Search code examples
assemblyx86nasm

How can I detect an EOF in assembly, nasm?


I am trying to detect an EOF character, or just any character at all, but it doesn't work, no error either.

section .data
    file db "text.txt", 0

section .bss
    char resb 1

section .text
    global _start

_start:
    mov rax, 2
    mov rdi, file
    syscall
    mov rbx, rax

    mov rdi, rbx
    mov rax, 0
    mov rsi, char
    mov rdx, 1
    syscall

    mov rcx, char
    cmp rcx, -1
    je _endOfFile

    call _end

_endOfFile:
    print 1, file, 0
    ret

_end:
    mov rax, 3
    mov rdi, rbx
    syscall

    mov rax, 60
    mov rdi, 0
    syscall

I expected it to print the name of the file, but it doesn't do anything. When I remove the cmp, and just make it jump it prints it fine. I also tried it for other characters and it didn't work for those either.
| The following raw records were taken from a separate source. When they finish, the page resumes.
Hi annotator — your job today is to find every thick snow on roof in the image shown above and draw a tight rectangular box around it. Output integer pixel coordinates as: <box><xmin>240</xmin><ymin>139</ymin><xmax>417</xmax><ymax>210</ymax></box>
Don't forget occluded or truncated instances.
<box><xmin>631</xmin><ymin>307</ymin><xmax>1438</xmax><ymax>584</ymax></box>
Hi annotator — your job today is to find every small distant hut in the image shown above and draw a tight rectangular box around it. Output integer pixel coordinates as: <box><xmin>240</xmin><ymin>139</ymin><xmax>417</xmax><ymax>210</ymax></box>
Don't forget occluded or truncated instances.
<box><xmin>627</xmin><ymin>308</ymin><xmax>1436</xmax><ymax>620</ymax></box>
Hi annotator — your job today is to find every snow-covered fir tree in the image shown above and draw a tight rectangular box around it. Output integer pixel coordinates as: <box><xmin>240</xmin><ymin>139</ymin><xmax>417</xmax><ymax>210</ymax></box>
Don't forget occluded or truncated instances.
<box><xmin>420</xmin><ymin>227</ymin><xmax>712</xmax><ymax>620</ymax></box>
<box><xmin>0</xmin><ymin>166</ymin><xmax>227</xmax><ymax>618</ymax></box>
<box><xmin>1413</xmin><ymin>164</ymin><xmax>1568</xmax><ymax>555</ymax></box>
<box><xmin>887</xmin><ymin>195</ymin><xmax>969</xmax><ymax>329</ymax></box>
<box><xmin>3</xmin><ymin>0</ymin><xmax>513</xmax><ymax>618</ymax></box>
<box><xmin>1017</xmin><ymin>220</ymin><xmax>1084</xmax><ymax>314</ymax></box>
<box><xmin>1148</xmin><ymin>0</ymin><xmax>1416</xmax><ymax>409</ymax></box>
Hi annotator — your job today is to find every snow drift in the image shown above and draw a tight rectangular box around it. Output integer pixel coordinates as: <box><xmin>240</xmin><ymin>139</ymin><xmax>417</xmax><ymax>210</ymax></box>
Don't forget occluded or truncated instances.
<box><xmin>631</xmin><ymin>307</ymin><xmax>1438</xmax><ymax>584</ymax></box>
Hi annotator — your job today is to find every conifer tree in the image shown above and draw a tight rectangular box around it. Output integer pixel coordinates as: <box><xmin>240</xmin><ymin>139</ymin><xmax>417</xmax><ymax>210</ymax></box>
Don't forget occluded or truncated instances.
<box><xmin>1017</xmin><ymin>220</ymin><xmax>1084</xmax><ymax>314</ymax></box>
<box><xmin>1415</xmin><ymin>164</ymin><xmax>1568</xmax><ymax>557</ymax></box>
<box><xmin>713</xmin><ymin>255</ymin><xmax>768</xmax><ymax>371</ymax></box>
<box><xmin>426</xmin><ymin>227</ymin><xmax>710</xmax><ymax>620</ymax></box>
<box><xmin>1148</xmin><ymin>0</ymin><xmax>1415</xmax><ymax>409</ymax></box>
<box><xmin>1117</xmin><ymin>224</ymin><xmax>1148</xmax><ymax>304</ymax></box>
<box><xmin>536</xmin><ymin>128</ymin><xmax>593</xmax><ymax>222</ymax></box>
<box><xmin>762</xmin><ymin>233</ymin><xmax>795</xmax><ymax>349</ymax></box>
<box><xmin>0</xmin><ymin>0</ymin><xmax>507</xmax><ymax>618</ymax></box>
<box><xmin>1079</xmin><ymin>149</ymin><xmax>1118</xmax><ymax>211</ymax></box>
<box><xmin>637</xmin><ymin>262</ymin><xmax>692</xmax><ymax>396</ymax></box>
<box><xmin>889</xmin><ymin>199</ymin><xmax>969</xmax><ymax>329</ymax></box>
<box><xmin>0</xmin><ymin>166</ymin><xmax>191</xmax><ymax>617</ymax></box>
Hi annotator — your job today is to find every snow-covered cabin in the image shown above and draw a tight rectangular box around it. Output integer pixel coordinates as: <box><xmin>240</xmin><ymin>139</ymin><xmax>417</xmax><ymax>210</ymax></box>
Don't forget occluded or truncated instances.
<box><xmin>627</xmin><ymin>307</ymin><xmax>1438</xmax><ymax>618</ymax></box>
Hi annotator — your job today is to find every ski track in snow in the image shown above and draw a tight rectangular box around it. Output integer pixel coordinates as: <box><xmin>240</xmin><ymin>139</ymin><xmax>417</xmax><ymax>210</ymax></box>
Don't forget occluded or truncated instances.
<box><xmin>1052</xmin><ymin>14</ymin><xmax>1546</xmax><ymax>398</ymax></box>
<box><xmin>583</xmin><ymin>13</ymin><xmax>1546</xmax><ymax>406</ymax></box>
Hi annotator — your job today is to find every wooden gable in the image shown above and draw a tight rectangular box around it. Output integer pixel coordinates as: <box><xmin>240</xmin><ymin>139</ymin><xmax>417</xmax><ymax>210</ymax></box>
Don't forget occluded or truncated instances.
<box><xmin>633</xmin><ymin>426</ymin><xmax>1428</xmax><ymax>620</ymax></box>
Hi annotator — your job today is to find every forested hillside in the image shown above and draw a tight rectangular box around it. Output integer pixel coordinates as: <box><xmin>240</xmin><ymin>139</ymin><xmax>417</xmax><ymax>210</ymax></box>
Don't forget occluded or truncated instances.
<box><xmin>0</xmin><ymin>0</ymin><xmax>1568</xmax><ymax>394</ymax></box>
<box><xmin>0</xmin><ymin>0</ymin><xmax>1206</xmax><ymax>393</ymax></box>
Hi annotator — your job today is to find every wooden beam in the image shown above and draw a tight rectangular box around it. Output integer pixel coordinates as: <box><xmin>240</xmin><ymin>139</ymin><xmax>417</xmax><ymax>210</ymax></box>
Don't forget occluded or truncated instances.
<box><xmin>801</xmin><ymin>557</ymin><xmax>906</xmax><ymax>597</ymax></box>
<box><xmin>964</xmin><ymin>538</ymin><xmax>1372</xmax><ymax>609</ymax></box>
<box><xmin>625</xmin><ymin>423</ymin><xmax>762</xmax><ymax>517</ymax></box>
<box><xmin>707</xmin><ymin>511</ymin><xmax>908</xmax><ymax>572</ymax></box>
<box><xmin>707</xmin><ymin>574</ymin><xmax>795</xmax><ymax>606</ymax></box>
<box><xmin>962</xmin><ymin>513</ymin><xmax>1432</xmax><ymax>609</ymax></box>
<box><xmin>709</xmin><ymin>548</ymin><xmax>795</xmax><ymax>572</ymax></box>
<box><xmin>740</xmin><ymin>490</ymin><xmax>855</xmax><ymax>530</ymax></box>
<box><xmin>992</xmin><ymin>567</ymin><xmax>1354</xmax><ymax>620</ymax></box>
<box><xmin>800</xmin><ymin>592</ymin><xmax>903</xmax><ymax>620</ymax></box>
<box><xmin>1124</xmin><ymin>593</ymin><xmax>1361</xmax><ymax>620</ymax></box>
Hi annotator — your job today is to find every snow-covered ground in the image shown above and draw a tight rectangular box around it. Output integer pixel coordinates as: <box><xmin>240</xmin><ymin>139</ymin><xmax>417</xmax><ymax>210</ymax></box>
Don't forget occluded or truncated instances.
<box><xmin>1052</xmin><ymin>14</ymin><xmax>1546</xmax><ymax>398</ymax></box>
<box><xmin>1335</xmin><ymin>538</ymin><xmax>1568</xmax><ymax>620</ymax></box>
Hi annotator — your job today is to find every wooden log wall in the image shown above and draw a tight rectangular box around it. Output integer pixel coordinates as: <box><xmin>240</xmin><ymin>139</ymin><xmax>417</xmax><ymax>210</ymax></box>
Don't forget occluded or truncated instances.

I am really new to assembly, so I have no clue what to do.


Solution

  • Okay, a few layers of problems here.

    Most fundamental is that there is no "EOF character". Unlike ISO C's getc(), the Unix read system call doesn't signal end-of-file by reading back a particular character, it signals it by returning 0 as its return value. So you need to check the value in rax after the read syscall. If it is zero, then you have reached end-of-file. If it is 1, then you successfully read a character into the memory location char. If it is a smallish negative number, then an error occurred, and the negation of this value is an errno code.

    The comparison code also has a few bugs. First of all, mov rcx, char doesn't load the character from char, it loads the address of char, which naturally does not equal -1. If you look, this is exactly similar to the mov rsi, char you used to set up the system call, which likewise put the address of char into rsi.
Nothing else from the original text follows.